片恋

「ねえ、さっき話してた続きだけど・・・」

窓から身を乗り出して
柵の上で腕をぶらぶらさせている亮介の近くに座り込む。

「ん?なんだっけ。忘れた。」

きょとんとした顔で振り返られて、
思わずため息が出た。

亮介が柵に腕を預けたまま、
室内を向いて窓枠に腰掛ける。

「だいたいさー、悩むことねえじゃん。
遼平がどう思ってようと、
婚約したんだからあいつはコトコのもんだろ」

こらこら。

「だってあれは・・・、形式的なものだし・・・。

遼平君なりの親切というか・・・」

「あー・・・お前、売り飛ばされそうだったんだっけ。

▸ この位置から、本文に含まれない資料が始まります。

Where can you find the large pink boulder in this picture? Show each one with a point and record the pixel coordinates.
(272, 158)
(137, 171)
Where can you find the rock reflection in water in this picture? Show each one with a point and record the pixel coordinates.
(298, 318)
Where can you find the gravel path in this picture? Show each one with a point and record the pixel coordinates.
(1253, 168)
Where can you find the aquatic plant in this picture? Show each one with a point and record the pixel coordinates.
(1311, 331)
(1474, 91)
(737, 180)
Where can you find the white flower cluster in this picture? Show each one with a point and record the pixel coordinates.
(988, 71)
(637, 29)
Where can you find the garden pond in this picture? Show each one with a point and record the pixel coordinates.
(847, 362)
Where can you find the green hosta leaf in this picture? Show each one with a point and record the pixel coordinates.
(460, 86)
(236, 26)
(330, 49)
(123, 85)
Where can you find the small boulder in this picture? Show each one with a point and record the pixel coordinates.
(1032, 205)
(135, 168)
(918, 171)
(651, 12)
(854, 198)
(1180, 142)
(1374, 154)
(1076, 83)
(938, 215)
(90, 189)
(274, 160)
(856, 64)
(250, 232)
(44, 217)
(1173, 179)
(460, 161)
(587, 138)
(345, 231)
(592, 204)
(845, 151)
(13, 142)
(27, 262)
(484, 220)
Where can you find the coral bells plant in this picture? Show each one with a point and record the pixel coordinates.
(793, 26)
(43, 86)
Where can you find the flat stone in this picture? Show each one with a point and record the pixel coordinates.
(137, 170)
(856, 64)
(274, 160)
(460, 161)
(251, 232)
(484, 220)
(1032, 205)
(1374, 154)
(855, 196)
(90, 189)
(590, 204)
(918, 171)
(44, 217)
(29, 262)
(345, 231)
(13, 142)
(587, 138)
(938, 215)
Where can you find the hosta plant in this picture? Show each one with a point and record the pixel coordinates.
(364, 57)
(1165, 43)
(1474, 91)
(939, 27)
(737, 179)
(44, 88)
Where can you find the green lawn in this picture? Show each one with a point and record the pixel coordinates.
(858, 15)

」


そういう意味では
遼平君は本当に、自分のことに無頓着だ。


「だからなのかな・・・。

私と婚約したのは、
私と亮介が一緒にいられるように、っていうのは。」


うっかり口にしてから、

しまったと思った。


「なにそれ、意味わかんねえ。
それでなんで自分が婚約すんだよ ・・・」


窓辺に揺れていた亮介の手が止まった。

いつの間にか西日が落ちて、夕闇が迫る。

入り込んだ外気で、
部屋の中が震えそうに寒い。

不自然な間が、
緊張をはらんで、はりつめていく。



「あーー・・・、はいはい、そういう事か。」



冷え切った瞳が、私をとらえた。